Sat next to Akbar Al Baker, CEO of Qatar Airways, as the airline chief announced an order for five new A330 freighter aircraft, Brégier appeared humbled.
It has been two years since Al Baker declared the French manufacturer was still learning how to make planes' and although the relationship appears mended, it was clear who now wears the metaphorical trousers.
"Two years ago when we had our first contract with Airbus, I didn't have so many white hairs. So you can see who is the cause of this," Al Baker joked to an amused media room.
The comical remark, made firmly tongue-in-cheek, offered a brief glimpse into the relationship not solely between Airbus and Qatar Airways, but between the Gulf's Big Three' Qatar, Emirates and Etihad and all plane manufacturers.
Brégier was even snubbed somewhat by the international press. The boss of Airbus would normally be a fantastic name to interview, but the vast majority of questions went to the man seated next to him, with Brégier left silently smiling on.

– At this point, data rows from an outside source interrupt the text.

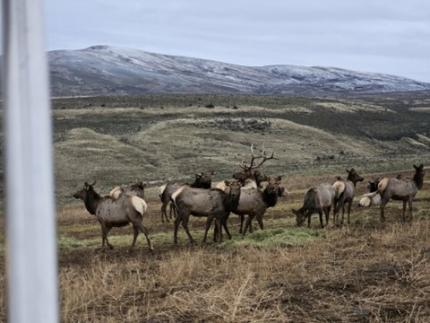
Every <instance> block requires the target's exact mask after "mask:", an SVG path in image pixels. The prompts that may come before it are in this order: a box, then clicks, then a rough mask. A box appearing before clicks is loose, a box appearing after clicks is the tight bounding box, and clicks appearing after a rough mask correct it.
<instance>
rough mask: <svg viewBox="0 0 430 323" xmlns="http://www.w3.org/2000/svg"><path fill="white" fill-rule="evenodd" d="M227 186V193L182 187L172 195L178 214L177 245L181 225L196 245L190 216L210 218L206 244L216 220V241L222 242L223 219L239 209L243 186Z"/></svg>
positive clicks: (214, 190)
mask: <svg viewBox="0 0 430 323" xmlns="http://www.w3.org/2000/svg"><path fill="white" fill-rule="evenodd" d="M227 185H228V186H227V188H226V190H225V191H221V190H219V189H202V188H193V187H189V186H182V187H181V188H179V189H178V190H177V191H176V192H174V193H173V194H172V201H173V203H174V205H175V212H176V219H175V229H174V236H173V238H174V243H175V244H177V242H178V228H179V224H182V226H183V228H184V230H185V232H186V234H187V236H188V239H189V240H190V243H194V239H193V237H192V236H191V234H190V231H189V230H188V220H189V217H190V215H194V216H197V217H207V218H208V219H207V222H206V229H205V235H204V238H203V241H204V242H205V241H206V239H207V233H208V230H209V228H210V226H211V224H212V222H213V220H214V219H215V226H216V228H217V232H218V235H217V239H216V240H218V241H221V240H222V236H221V227H220V226H221V225H222V224H223V223H224V222H223V219H225V218H226V217H228V215H229V214H230V212H231V211H232V210H234V209H236V208H237V205H238V203H239V198H240V193H241V191H240V187H241V186H240V183H239V182H238V181H232V182H231V183H230V182H227Z"/></svg>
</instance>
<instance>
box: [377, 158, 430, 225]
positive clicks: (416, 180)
mask: <svg viewBox="0 0 430 323" xmlns="http://www.w3.org/2000/svg"><path fill="white" fill-rule="evenodd" d="M413 166H414V168H415V174H414V177H413V179H406V180H405V179H401V178H394V177H391V178H388V177H384V178H383V179H381V181H380V182H379V183H378V191H377V193H378V194H380V195H381V206H380V208H381V222H384V221H385V214H384V209H385V206H386V205H387V203H388V201H390V200H391V199H393V200H397V201H403V212H402V221H403V222H405V221H406V214H405V213H406V203H407V204H408V206H409V215H410V220H411V221H412V201H413V199H414V197H415V195H416V194H417V192H418V190H420V189H421V188H422V187H423V184H424V175H425V172H424V165H423V164H421V165H419V166H416V165H413Z"/></svg>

James McNerney, chairman and CEO of The Boeing Company, experienced it too.
The American business executive may have been hand chosen by Barack Obama to chair the President's Export Council, but at the Airshow on Sunday he didn't even make the top three most important men in a very small, cramped media room.

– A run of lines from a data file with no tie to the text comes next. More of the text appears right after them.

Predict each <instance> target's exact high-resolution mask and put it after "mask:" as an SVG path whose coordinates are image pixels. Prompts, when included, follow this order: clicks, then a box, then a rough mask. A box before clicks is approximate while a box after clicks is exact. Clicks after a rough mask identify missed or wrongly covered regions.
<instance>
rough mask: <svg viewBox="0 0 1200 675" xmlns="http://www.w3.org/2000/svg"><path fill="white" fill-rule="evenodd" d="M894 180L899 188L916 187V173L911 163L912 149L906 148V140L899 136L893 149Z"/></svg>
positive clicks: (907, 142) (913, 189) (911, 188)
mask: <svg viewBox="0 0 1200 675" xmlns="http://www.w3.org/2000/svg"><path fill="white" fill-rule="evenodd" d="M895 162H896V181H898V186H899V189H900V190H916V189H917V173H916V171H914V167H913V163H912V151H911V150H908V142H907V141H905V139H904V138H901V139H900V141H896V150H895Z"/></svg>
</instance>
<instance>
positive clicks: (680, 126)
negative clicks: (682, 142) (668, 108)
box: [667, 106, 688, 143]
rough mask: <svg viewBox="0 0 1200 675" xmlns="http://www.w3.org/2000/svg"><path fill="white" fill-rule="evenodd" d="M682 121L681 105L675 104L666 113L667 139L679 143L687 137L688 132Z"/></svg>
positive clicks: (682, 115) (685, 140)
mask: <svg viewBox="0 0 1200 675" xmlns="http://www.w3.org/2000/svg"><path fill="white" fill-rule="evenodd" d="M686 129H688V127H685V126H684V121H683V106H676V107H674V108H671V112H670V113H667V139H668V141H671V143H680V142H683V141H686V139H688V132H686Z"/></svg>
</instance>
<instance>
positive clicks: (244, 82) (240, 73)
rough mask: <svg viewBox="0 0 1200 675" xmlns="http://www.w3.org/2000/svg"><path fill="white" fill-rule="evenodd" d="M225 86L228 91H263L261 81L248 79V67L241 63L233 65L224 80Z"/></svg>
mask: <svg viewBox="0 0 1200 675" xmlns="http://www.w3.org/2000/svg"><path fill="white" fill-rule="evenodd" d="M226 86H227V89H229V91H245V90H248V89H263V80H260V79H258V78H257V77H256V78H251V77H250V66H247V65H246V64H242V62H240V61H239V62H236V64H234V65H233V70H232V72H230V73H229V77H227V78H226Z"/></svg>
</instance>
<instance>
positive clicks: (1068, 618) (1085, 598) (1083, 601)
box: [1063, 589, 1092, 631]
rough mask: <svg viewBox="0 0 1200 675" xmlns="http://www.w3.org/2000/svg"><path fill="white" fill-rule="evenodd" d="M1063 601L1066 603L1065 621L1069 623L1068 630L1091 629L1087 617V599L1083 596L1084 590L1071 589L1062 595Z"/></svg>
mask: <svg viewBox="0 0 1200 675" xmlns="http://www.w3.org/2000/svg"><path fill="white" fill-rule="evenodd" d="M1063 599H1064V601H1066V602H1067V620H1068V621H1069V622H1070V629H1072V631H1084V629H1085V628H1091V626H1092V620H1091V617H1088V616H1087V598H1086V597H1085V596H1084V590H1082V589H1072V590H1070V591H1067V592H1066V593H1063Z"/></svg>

HH Sheikh Mohammed bin Rashid Al Maktoum, ruler of Dubai, HH Sheikh Ahmed bin Saeed Al Maktoum, chairman and CEO of Emirates, and Tim Clark, president of Emirates, were the sound bites all the media were scrambling for.
It can be argued that only a few global airlines have royalty at the top of their board, but there is no denying the noticeable power shift which has further marked a tipping point for the global aviation industry this week.
Following a record-breaking first day when GCC airlines spent a combined total of $150 billion for around 300 wide body jets, the Gulf is now firmly recognised as the world's travel hub, perfectly placed on the crossroads of East and West.
Whereas in the past, heads of plane manufacturers held the power with European and American carriers making orders in the low double figures, the shots are now called by the Gulf's Big Three.